The funds automatically adapt the asset mix for the
different stages of the investor’s journey to and through
retirement. Vanguard said the TRFs can be included in structures
such as Self-Invested Personal Pensions, Individual Savings
Accounts and the recently introduced Lifetime ISA from 2017. In
the US, TRFs have become increasingly popular among individual
investors and retirement plan participants, the firm said.
“We’ve created Vanguard's Target Retirement Fund range in the
knowledge that not everyone will know whether they will take lump
sums, a regular income or buy an annuity until they retire,” said
Steve Charlton, retirement expert at Vanguard.
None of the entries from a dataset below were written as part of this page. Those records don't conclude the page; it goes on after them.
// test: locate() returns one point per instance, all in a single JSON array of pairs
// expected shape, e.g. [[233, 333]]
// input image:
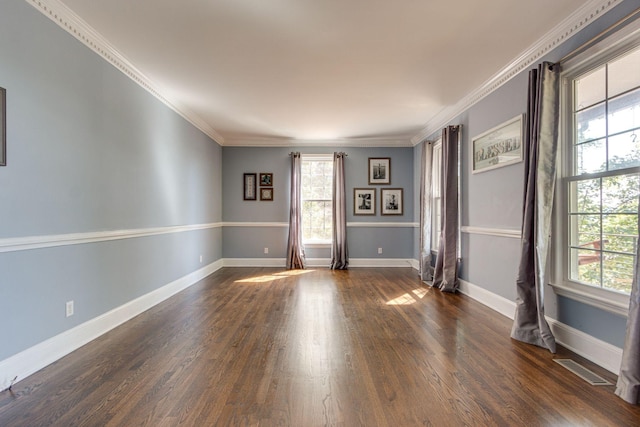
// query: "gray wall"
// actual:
[[249, 242], [89, 150], [493, 199]]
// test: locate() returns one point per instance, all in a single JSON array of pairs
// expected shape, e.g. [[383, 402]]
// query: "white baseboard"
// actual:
[[37, 357], [599, 352]]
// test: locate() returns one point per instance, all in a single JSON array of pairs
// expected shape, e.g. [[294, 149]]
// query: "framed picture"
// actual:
[[364, 201], [266, 179], [3, 127], [391, 201], [266, 193], [250, 187], [379, 170], [499, 146]]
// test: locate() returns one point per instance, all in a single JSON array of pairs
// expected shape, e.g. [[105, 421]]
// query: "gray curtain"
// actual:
[[339, 250], [295, 250], [425, 211], [540, 148], [445, 276], [628, 386]]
The issue of pensions and retirement planning has become
increasingly important for the wealth management industry in the
UK because of changes to pension savings rules and tax changes
enacted by the current and previous governments. Last year, UK
finance minister George Osborne freed up holders of defined
benefit pensions from certain restrictions on how they can invest
their money at the age of 55, and also changed inheritance tax
treatment of retirement savings.
“The UK retirement landscape is changing rapidly. Following
pension freedom reforms in 2015, investors have more flexibility
and choice but they also face even more decisions on how to save
for retirement and how to spend or draw an income in retirement,”
said Charlton.
A year after the pension freedom reforms in 2015 and changes to
the annual and lifetime allowances, investors now have the option
of saving for retirement via a workplace pension, a SIPP, an ISA
or the new Lifetime ISA as announced by Osborne in his annual
budget last month.
Investors can buy the new TRFs through platforms including
Ascentric, Raymond James, Novia, Zurich, FNZ, Alliance Trust
Savings, Hargreaves Lansdown, Fidelity Personal Investing and
Aviva Investment Account.
Vanguard managed $358 billion in US-based target-date assets as at the end of December 2015.